The Freelancer’s Survival Guide, Part One: The Basics

Oct 23, 2017 | Stephen Jackson

So you’ve decided to step out on your own and lead the glamorous life of a freelancer. Kudos to you! While there are certainly lessons to learn in the way of staying sane while working from home, there are also a few important things you need to take care of right away if you’ve recently stepped off the raft.

Consider what follows a survival guide of sorts. Of course, mileage may vary depending on your scenario (there are thousands of them out there, from cat catchers to baby-name consultants) but I think most of these are pretty universal for anyone looking to strike it rich the old-fashioned way.

Figure Out Healthcare

If you’re working as a contract employee from gig to gig, you may want to pay attention to what’s going on with Obamacare. For now, it looks like it’s here to stay — which is a boon for you. However, with funding being cut from enrollment outreach programs there’s a chance you might miss some important news and deadlines. Be sure to check in with your state provider and get all the information you need in order to sign up for premium assistance. In some cases, such as Medi-Cal in California, it can even be free.

Make a Website

Here’s one thing that I dragged my feet on when I first started out. I’m not sure what it was, but I just had some mental block preventing me from building a website. Don’t be like me. You should be developing a plan to make your own site well before you’re off on your own. No matter what it is you do for a living, a personal website is pretty much as essential as a resume these days.

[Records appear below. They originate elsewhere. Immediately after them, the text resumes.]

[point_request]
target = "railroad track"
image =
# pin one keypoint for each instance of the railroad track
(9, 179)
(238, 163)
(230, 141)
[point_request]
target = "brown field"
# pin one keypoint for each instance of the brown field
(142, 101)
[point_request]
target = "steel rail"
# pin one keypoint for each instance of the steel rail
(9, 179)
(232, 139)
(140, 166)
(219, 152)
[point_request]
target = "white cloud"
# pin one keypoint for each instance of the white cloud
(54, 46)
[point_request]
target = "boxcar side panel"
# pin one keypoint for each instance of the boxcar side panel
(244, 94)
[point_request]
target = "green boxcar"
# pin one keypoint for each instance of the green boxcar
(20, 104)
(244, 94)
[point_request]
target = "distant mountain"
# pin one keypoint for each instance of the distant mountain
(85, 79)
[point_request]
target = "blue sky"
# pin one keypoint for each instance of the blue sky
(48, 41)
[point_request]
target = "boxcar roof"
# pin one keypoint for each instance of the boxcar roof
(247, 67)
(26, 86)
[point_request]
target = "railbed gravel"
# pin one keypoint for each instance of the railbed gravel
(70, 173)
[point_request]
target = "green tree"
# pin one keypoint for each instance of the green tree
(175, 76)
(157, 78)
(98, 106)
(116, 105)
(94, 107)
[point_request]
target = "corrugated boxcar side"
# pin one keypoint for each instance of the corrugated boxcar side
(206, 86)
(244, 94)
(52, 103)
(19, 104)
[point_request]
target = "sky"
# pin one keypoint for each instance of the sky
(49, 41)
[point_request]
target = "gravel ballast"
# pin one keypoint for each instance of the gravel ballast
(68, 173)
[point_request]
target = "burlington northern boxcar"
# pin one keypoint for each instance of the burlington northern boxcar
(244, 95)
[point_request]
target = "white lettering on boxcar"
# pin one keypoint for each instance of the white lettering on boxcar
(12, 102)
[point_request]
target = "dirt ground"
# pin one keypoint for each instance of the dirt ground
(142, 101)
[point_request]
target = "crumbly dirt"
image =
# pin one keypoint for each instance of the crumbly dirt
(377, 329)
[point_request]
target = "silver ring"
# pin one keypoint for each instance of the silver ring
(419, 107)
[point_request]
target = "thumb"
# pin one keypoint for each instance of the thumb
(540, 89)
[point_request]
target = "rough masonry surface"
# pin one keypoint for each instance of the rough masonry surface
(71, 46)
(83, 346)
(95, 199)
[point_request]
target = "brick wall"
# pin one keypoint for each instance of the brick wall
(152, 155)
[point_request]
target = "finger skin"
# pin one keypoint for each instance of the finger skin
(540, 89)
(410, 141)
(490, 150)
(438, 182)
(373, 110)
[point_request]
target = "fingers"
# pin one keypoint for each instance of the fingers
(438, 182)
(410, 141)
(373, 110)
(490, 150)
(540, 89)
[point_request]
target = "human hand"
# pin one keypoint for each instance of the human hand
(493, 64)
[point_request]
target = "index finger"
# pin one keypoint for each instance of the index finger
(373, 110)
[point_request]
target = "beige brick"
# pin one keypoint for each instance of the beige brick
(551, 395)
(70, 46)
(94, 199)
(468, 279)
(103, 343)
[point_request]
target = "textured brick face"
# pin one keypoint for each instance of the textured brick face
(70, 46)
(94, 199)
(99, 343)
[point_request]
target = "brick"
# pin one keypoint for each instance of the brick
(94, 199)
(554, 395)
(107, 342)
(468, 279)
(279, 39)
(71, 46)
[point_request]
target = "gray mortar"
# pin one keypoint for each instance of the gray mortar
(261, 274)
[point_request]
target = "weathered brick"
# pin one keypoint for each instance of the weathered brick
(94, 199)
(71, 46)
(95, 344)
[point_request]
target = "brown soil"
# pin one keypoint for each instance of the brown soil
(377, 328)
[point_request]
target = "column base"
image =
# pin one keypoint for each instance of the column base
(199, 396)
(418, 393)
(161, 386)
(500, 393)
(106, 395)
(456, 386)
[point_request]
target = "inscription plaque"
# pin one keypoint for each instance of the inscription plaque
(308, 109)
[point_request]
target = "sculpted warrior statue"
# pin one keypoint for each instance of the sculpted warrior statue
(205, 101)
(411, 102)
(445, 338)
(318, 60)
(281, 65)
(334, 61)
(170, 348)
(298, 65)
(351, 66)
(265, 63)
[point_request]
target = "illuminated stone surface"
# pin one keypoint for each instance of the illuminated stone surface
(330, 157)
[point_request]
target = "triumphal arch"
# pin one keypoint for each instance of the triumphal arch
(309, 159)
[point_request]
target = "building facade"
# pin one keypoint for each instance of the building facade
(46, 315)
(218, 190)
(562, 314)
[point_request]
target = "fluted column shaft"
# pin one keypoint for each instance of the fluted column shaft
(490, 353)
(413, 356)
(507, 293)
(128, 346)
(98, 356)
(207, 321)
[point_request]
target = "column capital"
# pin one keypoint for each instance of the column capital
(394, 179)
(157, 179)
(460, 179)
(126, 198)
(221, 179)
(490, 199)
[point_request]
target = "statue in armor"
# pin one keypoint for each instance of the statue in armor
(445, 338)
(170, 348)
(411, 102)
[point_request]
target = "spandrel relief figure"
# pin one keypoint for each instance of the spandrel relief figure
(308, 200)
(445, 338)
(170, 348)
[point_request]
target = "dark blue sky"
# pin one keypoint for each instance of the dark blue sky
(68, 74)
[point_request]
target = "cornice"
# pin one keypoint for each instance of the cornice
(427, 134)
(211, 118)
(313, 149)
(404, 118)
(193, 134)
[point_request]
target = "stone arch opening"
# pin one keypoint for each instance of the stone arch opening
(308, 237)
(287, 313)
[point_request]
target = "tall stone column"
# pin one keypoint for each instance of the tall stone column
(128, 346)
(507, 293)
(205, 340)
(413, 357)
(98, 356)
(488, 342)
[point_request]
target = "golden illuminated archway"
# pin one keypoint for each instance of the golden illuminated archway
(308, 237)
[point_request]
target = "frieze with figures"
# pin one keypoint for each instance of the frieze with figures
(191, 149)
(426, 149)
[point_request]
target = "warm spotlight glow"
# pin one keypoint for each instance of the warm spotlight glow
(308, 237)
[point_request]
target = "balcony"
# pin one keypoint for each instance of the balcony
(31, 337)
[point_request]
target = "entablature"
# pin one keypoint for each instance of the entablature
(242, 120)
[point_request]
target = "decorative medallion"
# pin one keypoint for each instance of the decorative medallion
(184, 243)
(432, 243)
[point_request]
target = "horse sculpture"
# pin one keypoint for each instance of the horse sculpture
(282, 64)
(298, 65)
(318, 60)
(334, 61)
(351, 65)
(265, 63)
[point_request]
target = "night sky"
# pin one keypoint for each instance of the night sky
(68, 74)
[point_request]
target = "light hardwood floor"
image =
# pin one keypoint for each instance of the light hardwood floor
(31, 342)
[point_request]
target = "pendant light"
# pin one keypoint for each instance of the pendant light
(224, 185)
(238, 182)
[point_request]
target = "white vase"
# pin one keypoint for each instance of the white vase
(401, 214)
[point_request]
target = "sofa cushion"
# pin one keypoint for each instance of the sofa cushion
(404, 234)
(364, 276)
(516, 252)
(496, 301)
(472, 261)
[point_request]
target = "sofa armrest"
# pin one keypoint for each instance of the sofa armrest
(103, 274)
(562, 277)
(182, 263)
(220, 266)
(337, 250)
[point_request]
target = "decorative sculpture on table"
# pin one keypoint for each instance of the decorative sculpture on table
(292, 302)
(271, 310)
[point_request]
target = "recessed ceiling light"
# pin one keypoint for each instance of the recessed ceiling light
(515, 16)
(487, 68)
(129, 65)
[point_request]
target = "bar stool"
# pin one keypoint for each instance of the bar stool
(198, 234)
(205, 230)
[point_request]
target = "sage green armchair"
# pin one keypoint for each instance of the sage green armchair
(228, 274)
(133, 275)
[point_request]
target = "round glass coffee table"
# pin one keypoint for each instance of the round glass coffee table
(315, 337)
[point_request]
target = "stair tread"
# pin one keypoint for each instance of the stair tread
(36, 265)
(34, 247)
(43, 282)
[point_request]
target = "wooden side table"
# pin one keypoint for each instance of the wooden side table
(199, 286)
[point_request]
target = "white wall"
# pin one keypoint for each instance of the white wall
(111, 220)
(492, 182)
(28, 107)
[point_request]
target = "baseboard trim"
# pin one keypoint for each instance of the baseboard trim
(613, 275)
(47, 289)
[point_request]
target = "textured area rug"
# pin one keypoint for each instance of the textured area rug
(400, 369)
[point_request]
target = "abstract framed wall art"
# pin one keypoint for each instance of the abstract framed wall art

I built my site using Wordpress, but there are tons of options out there, depending on how much you want to spend and/or how much you want to build it yourself. Some of the more popular ones are Wix, Squarespace, and Weebly.

Use Your (Inter)Networking Skills to Find Jobs

This one is key. Don’t think that job boards are only looking for full-time employees. Oftentimes there are tons of postings for part-time, one-off, and remote employment opportunities. No matter what your hustle is, you need to have a steady thing that’s keeping the lights on. We’ve got a good list here, but don’t sleep on things like Google Job Alerts and get your resume up on other career sites like Glassdoor, AppleOne, Careerbuilder, and LinkedIn.

Of course, it should go without saying that your LinkedIn profile needs to be dialed in as well. If it isn’t, stop reading this and go do that.

Look into Co-Working Spaces (If You’re Into That Kind of Thing)

For some, a big part of the Freelance Dream is to finally get out of an office setting and have the day to themselves. Working from home can be lonely, but on the other hand you’ve got to justify the cost of renting out a workspace in one of the many co-working hubs that have popped up in recent years.

If you do crave that environment, there are tons of options, and some folks swear by them. I have a friend who runs The Restorative Justice Fund, a nonprofit focused on criminal justice reform out of a WeWork in LA, and he loves it. In fact, he got a great deal because they were trying to attract a diverse group of organizations.

Another popular co-working space is [ImpactHub])(, but there are tons of small-time operations in most major cities, and a quick Google search will point you in the right direction.